One pundit said he hoped Trump wouldn’t be too isolationist in his goals.

“[Trump’s] presidency intends to repudiate the elite visions not only of liberal Democrats but the Republican establishment in Washington,” said Robert Kaufman, a public policy professor at Pepperdine University.  “Through pledging to bolster old alliances and forge new ones, Trump vowed to put American interests narrowly understood foremost, embracing American exceptionalism but renouncing categorically America imposing its values on anyone. I hope he does not mean that in any and all circumstances, because that is just what we did on Nazi Germany and Imperial Japan — justly and effectively — after World War II.”

It’s not likely, though, that Trump seeks to start wars, only to finish any aggression aimed at the United States and its allies.

Trump ran consistently as a skeptic of war.
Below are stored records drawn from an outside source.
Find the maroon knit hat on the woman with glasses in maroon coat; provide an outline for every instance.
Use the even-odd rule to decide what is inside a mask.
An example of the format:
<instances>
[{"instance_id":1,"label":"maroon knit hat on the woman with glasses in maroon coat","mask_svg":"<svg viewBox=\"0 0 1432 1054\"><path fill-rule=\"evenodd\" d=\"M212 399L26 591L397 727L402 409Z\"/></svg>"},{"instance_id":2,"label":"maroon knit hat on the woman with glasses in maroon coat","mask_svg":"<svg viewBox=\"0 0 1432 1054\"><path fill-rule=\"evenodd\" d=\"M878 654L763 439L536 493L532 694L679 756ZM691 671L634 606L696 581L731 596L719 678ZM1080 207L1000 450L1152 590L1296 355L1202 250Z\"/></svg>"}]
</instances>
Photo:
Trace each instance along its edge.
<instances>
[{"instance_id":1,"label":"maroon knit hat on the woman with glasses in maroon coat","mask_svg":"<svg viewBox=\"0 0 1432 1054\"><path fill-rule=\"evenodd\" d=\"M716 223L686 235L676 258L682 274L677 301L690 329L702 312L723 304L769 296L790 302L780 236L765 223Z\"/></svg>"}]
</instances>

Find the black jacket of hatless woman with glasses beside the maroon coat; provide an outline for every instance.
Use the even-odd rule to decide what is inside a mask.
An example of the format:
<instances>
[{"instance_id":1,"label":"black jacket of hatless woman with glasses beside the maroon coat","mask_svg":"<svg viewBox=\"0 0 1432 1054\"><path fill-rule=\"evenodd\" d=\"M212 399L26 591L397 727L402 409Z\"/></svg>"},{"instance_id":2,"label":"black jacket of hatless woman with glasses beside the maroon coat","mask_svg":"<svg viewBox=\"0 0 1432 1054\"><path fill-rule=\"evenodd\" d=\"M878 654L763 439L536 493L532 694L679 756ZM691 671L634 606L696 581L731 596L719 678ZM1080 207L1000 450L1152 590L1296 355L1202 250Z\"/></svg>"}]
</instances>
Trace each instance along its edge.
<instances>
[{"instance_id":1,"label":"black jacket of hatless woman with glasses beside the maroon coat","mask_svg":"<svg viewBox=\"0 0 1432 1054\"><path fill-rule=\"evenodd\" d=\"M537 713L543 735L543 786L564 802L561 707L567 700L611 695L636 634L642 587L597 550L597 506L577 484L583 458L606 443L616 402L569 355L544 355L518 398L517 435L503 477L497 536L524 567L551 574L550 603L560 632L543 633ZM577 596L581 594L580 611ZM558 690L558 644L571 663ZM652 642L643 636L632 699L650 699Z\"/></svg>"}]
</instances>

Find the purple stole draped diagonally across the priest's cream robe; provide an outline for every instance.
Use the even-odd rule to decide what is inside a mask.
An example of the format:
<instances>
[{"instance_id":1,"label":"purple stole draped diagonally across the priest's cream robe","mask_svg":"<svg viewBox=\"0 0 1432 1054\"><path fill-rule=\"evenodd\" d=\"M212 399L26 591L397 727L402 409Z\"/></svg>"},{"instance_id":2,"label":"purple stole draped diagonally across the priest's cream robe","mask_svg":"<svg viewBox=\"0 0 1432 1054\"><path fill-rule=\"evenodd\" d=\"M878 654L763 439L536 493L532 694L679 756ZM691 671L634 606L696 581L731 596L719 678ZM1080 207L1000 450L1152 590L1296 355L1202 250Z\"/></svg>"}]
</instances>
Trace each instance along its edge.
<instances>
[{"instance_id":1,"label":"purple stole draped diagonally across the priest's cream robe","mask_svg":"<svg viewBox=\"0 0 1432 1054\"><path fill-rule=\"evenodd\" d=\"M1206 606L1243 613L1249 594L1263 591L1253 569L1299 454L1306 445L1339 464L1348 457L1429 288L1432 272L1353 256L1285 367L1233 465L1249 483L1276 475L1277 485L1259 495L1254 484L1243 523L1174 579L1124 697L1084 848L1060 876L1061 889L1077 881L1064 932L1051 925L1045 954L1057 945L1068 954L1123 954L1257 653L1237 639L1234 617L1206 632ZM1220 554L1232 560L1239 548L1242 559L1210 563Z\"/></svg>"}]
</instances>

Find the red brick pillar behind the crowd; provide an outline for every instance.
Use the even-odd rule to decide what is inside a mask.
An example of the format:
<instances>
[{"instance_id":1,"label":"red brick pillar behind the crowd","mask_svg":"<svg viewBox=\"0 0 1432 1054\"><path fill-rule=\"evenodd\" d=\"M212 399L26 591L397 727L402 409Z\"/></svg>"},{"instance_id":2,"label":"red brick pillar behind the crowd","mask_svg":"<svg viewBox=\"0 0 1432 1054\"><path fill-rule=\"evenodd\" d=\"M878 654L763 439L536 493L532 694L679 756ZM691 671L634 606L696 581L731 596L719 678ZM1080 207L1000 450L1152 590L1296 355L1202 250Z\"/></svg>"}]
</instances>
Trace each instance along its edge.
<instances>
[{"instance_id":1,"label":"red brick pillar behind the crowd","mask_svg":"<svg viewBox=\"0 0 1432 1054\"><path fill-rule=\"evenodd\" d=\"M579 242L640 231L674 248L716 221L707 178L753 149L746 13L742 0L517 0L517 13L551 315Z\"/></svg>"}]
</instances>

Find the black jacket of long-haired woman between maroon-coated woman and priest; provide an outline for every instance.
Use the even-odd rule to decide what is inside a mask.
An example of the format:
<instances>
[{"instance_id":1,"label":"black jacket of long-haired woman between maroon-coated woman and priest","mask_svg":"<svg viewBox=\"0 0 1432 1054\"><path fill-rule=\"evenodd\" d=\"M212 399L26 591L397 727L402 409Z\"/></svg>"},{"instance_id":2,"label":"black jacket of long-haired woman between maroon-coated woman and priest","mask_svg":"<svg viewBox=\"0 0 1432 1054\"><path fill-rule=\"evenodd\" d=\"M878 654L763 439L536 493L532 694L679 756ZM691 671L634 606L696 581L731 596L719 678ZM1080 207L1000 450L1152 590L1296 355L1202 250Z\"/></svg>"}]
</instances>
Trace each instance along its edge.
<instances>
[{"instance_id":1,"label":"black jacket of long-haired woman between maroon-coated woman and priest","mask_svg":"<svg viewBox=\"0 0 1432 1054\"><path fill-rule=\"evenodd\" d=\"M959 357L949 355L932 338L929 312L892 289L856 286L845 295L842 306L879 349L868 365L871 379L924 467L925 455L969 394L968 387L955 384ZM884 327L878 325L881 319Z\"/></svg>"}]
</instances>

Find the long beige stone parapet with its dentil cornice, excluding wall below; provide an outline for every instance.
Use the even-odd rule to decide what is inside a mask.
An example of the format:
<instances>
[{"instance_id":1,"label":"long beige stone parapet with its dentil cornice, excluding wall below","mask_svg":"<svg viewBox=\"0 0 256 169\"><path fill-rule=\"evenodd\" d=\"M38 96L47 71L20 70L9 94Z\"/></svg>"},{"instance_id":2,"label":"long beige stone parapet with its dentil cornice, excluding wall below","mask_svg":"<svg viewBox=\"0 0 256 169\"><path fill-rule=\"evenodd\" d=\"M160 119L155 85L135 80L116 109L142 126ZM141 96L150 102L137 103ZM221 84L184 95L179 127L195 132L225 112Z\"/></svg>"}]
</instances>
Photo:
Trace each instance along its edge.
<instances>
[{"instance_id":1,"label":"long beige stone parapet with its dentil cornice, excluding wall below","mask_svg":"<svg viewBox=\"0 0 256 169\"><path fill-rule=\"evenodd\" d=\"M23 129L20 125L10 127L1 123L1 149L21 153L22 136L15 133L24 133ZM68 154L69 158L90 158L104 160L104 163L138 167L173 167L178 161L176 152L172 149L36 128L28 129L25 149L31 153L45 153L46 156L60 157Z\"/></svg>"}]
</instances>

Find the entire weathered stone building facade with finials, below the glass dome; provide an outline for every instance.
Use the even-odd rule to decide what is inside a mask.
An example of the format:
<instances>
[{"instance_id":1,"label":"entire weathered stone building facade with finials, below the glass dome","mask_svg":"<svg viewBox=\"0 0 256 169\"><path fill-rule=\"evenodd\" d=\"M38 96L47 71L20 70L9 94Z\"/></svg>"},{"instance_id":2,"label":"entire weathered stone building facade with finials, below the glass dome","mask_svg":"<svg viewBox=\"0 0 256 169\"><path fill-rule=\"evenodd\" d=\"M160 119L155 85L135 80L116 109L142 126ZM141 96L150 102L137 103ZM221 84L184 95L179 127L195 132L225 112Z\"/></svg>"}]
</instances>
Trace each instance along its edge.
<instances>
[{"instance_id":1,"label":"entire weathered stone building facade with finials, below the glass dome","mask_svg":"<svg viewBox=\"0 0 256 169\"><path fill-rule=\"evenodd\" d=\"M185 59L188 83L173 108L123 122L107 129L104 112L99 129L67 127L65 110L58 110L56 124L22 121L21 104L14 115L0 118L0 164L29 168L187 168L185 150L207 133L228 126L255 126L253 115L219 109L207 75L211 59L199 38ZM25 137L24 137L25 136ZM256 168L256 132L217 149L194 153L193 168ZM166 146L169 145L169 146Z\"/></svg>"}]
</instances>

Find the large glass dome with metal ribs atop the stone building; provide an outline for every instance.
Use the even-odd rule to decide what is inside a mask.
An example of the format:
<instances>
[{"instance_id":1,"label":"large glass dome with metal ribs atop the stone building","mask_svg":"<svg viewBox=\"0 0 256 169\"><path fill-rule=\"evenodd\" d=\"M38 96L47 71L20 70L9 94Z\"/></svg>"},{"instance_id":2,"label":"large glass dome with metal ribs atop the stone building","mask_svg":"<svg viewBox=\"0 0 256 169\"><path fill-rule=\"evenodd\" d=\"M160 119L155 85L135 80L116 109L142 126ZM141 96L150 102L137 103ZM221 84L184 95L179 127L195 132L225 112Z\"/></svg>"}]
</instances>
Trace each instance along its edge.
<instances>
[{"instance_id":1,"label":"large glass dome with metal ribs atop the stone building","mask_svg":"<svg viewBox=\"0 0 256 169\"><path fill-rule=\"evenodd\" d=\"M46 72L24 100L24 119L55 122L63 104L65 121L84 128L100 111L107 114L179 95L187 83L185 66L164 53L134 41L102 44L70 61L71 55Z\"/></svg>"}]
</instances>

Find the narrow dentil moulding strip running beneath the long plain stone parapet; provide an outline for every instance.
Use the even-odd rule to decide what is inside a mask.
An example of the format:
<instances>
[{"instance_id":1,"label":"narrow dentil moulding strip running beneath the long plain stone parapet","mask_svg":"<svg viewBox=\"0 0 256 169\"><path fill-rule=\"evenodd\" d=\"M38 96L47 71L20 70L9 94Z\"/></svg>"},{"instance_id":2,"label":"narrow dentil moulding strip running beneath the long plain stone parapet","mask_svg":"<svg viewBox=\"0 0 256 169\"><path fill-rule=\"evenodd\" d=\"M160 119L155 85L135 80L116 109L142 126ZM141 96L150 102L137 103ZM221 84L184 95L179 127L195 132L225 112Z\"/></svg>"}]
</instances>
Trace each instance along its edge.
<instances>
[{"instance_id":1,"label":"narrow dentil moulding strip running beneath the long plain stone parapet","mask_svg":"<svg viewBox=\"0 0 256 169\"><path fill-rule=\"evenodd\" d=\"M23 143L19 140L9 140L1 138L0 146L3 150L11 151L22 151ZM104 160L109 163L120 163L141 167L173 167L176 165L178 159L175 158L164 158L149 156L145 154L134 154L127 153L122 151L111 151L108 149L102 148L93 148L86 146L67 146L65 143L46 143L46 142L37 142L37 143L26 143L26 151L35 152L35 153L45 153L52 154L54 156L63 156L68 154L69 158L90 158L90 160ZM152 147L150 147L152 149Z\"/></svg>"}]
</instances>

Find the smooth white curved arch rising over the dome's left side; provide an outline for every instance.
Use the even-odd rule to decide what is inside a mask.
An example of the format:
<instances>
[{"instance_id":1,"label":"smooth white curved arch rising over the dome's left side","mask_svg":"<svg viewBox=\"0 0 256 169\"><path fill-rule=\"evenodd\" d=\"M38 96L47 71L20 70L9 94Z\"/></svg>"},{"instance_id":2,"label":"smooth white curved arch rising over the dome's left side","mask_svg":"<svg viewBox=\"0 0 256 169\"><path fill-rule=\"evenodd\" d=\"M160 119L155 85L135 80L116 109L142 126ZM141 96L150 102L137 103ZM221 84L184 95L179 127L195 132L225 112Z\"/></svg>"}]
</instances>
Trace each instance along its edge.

And he focused on terrorism on the campaign trail.

Kaufman believes Trump is on the way to a new type of populism, combing strength, peace and economic prosperity.

“Trump’s vision of America first — or a revival of President Andrew Jackson’s version adapted to the conditions of the 21st century — bears little relation however to the disreputable isolationist version of Charles Lindbergh before World War II,” said Kaufman. “He vowed for example to defeat Islamist terrorism unconditionally. Trump also appealed not just to his core constituency of the forgotten men and women living outside the Beltway but to all Americans.”

It was a plea to be united that touched Kaufman and many others.

“[Trump] not only condemned prejudice of any variety, but emphasized that America is at its best — indeed, unstoppable — when we are united: all races, creeds, and colors,” Kaufman said.